Scene 17: The Departure

The Hotel Manager and a porter are organising the departure of the last guests, the Polish family among them. Aschenbach inquires as to their time of departure, then leaves to sit on the deserted beach where Tadzio and another boy, Jaschiu, are playing. The game becomes rougher and Jaschiu dominates, pushing Tadzio's face into the sand. In an attempt to assist, Aschenbach tries to get up but is too weak. Jaschiu and the other children run away, leaving Tadzio on the beach alone with Aschenbach. Tadzio beckons the author, but he slumps in his chair.
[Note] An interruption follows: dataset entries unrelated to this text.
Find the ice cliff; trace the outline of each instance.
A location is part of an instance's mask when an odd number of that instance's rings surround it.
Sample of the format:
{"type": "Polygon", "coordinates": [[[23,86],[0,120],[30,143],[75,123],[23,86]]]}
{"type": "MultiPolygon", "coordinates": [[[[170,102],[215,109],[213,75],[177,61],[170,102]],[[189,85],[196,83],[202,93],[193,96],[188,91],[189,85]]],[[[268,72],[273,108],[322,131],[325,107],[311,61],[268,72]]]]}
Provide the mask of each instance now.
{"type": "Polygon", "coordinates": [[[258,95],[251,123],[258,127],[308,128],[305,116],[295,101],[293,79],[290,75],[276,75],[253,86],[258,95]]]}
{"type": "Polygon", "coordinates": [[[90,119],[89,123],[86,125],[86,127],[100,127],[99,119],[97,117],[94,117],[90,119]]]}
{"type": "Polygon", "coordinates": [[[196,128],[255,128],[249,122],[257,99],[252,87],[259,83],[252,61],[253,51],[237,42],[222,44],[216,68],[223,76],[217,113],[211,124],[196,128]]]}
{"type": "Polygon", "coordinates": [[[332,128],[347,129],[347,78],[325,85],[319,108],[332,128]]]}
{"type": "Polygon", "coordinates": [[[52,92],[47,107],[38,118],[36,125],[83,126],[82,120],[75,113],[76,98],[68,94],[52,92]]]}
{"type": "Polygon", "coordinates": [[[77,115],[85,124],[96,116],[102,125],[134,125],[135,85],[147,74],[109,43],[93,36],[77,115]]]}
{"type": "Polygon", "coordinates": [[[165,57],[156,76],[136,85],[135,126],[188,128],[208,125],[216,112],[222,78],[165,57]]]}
Tadzio continues walking far out to sea.

==Film==
In 1981, Tony Palmer made a film of the opera, shot in Venice. The Australian tenor Robert Gard sang the principal role as Peter Pears was too ill, but the other major roles were sung by their creators (John Shirley-Quirk and James Bowman), and the English Chamber Orchestra was conducted by the original conductor Steuart Bedford.